Auf rund 10.000 Quadratmetern, in mehreren Hallen und im Freien parken ein Riesenrad, zwei Autoscooter, vier große Karussells und drei kleine, Mandelbrennerei, Schießbude und vieles mehr. Überall ist die Bremse angezogen. Nichts dreht sich, duftet oder lockt sonst zu Vergnügungen – bis mindestens 31. August. So lange nämlich sind Großveranstaltungen verboten, die die Schausteller-Familie sonst mit ihrem Fuhrpark bereichert.

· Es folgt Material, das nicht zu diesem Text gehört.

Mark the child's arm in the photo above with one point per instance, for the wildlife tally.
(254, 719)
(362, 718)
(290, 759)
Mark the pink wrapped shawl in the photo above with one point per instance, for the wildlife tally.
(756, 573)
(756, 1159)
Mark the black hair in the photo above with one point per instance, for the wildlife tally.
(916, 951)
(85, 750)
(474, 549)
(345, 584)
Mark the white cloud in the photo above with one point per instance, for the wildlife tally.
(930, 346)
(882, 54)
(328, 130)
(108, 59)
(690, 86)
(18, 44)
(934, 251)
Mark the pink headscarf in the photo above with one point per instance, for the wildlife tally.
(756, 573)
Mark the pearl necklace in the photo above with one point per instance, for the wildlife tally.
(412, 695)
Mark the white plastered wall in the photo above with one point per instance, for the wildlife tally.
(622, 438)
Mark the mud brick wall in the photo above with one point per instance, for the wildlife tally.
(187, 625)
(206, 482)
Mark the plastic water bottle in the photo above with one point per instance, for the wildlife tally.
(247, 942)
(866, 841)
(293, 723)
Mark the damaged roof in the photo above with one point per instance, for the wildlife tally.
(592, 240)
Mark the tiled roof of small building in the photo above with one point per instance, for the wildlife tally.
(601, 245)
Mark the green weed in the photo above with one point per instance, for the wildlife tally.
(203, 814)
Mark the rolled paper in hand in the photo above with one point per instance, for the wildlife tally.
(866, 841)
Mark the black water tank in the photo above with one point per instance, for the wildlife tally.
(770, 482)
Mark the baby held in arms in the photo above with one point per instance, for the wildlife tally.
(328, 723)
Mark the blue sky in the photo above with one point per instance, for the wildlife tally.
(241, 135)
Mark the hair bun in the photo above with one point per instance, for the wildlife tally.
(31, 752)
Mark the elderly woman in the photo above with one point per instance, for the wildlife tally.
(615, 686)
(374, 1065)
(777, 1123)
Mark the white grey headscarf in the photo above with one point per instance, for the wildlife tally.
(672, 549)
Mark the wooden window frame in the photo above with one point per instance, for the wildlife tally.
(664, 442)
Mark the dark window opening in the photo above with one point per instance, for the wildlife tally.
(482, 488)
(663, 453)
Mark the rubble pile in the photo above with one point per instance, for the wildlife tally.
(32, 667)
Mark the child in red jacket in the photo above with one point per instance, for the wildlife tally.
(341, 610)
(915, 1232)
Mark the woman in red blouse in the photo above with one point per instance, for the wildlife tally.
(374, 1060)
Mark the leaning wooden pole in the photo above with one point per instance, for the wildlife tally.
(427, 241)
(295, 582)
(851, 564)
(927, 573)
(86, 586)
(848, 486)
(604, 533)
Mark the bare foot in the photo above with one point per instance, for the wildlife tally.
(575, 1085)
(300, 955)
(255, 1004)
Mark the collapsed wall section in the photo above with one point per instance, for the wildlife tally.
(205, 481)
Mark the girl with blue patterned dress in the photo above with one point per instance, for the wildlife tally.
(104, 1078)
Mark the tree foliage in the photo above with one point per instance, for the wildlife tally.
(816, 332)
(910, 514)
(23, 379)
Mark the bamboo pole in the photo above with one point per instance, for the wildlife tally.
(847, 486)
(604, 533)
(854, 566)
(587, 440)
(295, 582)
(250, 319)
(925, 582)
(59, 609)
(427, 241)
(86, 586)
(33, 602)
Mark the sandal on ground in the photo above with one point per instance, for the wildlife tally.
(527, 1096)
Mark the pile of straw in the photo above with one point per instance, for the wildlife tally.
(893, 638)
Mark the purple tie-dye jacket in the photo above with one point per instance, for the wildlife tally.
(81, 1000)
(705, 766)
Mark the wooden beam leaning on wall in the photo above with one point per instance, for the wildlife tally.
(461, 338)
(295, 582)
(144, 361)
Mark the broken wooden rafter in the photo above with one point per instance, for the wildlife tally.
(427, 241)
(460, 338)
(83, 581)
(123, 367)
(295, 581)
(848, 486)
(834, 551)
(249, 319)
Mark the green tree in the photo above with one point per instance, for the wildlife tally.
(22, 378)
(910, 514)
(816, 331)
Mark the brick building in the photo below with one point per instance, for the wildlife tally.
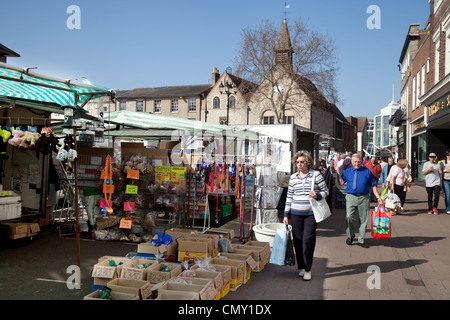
(425, 91)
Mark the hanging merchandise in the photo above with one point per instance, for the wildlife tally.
(17, 135)
(48, 142)
(67, 153)
(108, 187)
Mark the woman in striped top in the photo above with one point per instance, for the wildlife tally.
(298, 209)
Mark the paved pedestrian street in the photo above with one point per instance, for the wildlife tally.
(411, 265)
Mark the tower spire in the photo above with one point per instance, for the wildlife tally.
(283, 48)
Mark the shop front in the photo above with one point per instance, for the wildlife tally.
(430, 134)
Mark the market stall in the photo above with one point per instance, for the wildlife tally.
(209, 155)
(28, 101)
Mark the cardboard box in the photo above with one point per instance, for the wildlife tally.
(33, 228)
(118, 258)
(16, 230)
(214, 242)
(226, 233)
(177, 295)
(140, 288)
(209, 291)
(255, 260)
(175, 233)
(131, 271)
(199, 290)
(156, 275)
(216, 278)
(248, 260)
(263, 252)
(225, 272)
(96, 295)
(133, 149)
(103, 272)
(191, 248)
(237, 270)
(168, 145)
(147, 249)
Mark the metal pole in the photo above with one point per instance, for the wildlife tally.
(77, 209)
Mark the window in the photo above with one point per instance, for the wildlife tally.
(157, 106)
(216, 103)
(269, 120)
(437, 4)
(192, 104)
(232, 102)
(139, 106)
(422, 87)
(174, 105)
(386, 131)
(288, 120)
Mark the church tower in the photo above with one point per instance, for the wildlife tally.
(283, 48)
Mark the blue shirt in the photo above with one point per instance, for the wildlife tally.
(364, 181)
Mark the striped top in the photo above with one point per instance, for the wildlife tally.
(297, 200)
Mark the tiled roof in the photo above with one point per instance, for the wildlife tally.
(164, 92)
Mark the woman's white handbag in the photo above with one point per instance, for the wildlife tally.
(392, 201)
(319, 207)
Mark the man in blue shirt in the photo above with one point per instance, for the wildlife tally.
(359, 181)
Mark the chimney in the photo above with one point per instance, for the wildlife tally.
(216, 75)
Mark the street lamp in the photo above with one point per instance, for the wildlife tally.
(227, 88)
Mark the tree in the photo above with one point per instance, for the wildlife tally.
(298, 59)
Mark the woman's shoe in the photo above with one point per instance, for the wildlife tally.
(301, 273)
(307, 276)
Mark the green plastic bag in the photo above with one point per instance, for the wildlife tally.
(384, 193)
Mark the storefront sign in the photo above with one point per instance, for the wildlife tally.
(418, 126)
(438, 107)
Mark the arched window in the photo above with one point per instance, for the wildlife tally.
(232, 102)
(216, 103)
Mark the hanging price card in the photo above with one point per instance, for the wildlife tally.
(131, 189)
(133, 174)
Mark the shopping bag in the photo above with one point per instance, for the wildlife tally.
(278, 254)
(381, 223)
(392, 201)
(384, 192)
(320, 208)
(290, 254)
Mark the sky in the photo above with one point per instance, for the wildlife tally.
(151, 43)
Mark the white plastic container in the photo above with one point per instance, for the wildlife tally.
(10, 208)
(266, 231)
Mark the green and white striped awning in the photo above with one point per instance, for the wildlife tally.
(17, 83)
(148, 121)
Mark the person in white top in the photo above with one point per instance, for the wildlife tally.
(433, 182)
(399, 183)
(446, 180)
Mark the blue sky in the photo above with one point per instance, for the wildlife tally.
(137, 43)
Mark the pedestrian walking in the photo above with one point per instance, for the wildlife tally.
(298, 209)
(399, 181)
(359, 181)
(330, 180)
(446, 180)
(376, 169)
(433, 182)
(385, 172)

Corona-Alternative: Freizeitpark statt Herbstvolksfest in Nürnberg? 


Die Störzers trifft das hart. Entsprechend schwankt die Stimmung der vier Männer auf dem Gelände am Greiendorfer Weg in Höchstadt zwischen Trauer und Wut. "So etwas Schlimmes gab es noch nie", klagt Sascha Störzer. In der achten Generation verdient die Familie jetzt Geld auf großen und kleinen Volksfesten. "Ich weiß es von meiner Oma", sagt Störzer, "nicht mal in der Zeit des Weltkriegs war weniger los für uns".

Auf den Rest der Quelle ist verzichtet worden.